Have a read of Alastair Cockburns excellent book "Writing Effective Use Cases". It explains about having different levels of Use Case. Your initial example would be considered a User Goal (or Blue) Use Case whilst the steps above would be part of a Sub-Function (or Indigo) Use Case (it's so simple it might even be classed as a Black Use Case and just merged into its parent).
As other people are sure to say, sometimes a Use Case isn't the best way to describe an algorithm and you should fall back to good old flowcharts, state charts, sequence diagrams or whatever. These tools are there for your benefit - don't be constrained by forcing a particular method when it doesn't work for you.
@devoured elysium: In response to your comments I've added a few more notes below:
When you're identifying domain objects sometimes you need to think about unwritten objects. It all depends on how it has been written. So, in the example you gave, maybe the "System" is a "Calculator", the variable being used to add the numbers up is an "Accumulator", maybe there's a "Queue" that receives the number. Could be that the number itself is an object of a type "Number" if that can have distinct behaviour like range validation, or input syntax checking. Is there a "Display" object that you need to consider?
It depends on what you consider to be in the bounded context you're dealing with. Maybe, from the User's perspective, there is one context that just deals with "Calculators", but the System's viewpoint there's another that speaks to a lower lever context with "Accumulators", "ALUs", "Bits", "Words", "Registers", "Clocks", "Latches", etc.
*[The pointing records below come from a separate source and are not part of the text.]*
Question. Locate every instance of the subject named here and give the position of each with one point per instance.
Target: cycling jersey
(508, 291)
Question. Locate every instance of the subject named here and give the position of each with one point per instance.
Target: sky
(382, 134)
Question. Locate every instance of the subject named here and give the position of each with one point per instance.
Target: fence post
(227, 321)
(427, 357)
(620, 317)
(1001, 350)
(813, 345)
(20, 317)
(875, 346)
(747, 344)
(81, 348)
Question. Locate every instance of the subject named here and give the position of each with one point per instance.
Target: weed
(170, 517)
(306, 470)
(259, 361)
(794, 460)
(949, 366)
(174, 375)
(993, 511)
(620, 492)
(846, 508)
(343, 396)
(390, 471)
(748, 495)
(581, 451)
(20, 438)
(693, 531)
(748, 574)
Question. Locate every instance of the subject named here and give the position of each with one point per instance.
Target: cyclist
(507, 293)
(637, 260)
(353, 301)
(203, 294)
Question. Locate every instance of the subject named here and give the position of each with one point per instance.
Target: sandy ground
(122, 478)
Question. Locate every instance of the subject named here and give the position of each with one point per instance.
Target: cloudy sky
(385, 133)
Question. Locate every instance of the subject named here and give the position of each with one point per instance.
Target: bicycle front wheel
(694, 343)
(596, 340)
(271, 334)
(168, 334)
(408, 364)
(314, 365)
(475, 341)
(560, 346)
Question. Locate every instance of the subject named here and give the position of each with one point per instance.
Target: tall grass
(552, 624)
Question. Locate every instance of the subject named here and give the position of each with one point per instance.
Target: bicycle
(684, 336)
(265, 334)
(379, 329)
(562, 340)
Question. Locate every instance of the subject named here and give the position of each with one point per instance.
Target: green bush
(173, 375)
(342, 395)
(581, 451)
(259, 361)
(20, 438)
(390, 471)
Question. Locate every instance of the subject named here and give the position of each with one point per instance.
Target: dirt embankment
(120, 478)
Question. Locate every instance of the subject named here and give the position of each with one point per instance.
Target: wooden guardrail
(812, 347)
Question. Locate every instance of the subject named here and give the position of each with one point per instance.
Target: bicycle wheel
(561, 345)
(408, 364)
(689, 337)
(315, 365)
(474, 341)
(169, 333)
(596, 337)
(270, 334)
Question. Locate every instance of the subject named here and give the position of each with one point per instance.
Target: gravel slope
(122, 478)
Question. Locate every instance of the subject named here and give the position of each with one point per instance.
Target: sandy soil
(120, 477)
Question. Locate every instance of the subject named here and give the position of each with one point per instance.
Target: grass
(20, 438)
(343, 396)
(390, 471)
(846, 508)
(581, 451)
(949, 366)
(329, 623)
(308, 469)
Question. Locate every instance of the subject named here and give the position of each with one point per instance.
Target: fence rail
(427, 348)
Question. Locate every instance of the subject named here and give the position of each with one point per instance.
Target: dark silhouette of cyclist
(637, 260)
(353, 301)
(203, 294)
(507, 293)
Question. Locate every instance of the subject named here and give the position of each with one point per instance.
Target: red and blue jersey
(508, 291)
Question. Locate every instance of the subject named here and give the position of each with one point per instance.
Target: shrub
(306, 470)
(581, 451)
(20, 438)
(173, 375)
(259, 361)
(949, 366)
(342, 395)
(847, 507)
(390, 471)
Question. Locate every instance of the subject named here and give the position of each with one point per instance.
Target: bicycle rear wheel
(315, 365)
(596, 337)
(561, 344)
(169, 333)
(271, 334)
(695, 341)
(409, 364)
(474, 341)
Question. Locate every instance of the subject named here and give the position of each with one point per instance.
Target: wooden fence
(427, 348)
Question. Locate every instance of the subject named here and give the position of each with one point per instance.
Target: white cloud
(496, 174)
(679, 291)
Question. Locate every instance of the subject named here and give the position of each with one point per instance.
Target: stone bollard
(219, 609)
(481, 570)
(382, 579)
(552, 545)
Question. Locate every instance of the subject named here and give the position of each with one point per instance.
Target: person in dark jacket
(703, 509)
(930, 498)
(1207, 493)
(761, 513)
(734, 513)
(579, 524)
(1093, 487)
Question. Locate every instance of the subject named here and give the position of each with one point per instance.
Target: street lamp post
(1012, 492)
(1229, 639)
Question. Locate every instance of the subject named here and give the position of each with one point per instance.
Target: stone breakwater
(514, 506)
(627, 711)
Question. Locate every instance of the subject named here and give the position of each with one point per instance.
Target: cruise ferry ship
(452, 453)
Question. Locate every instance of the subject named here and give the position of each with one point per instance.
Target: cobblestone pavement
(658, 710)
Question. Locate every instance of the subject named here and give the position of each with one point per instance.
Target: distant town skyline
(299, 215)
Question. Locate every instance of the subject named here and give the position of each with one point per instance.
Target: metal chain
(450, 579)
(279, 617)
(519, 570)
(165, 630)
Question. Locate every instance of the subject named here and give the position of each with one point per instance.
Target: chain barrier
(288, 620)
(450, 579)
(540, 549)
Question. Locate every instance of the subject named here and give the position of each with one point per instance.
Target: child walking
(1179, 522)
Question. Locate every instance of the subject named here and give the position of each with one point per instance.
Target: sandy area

The further you go down in the Use Case heirarchy by asking "How?" the more technical the language is going to become. You need to decide which are Domain Objects and which are just Implementation Objects and that depends very much on the type of thing you're trying to describe and build (and, to a great extent, who your audience is - ubiquitous langauge and all that!). Conversely, you can go up the stack by asking "Why?" the function is being performed.
The primary actor of a Sub-Function Use Case is generally the same actor as that of the higher-level use case that calls it. For some "technical" Use Cases though, the primary actor will be a system component/subsytem. For example, a system message logging Use Case might have the calling subsystem as the primary actor - i.e. the entity that had the will/need to initiate the action, rather than the actor that was performing the task that caused that subsytem to need to log something.
In this example, where the algorithm is so simple, I'd probably just Embed it into the main Use Case. However, if it was being used in multiple other higher-level Use Cases I'd make it Standalone so I could include it from the other documents. Just a functional decomposition approach.
There are no hard-and-fast rules with this. It's a style of working that you'll evolve over time. As others have said, make sure that you're familiar with the other forms of diagrams so that you can pick the right tool for the job. Remember that although a picture may be worth a thousand words sometimes you actually need those words too so don't just rely on diagrams.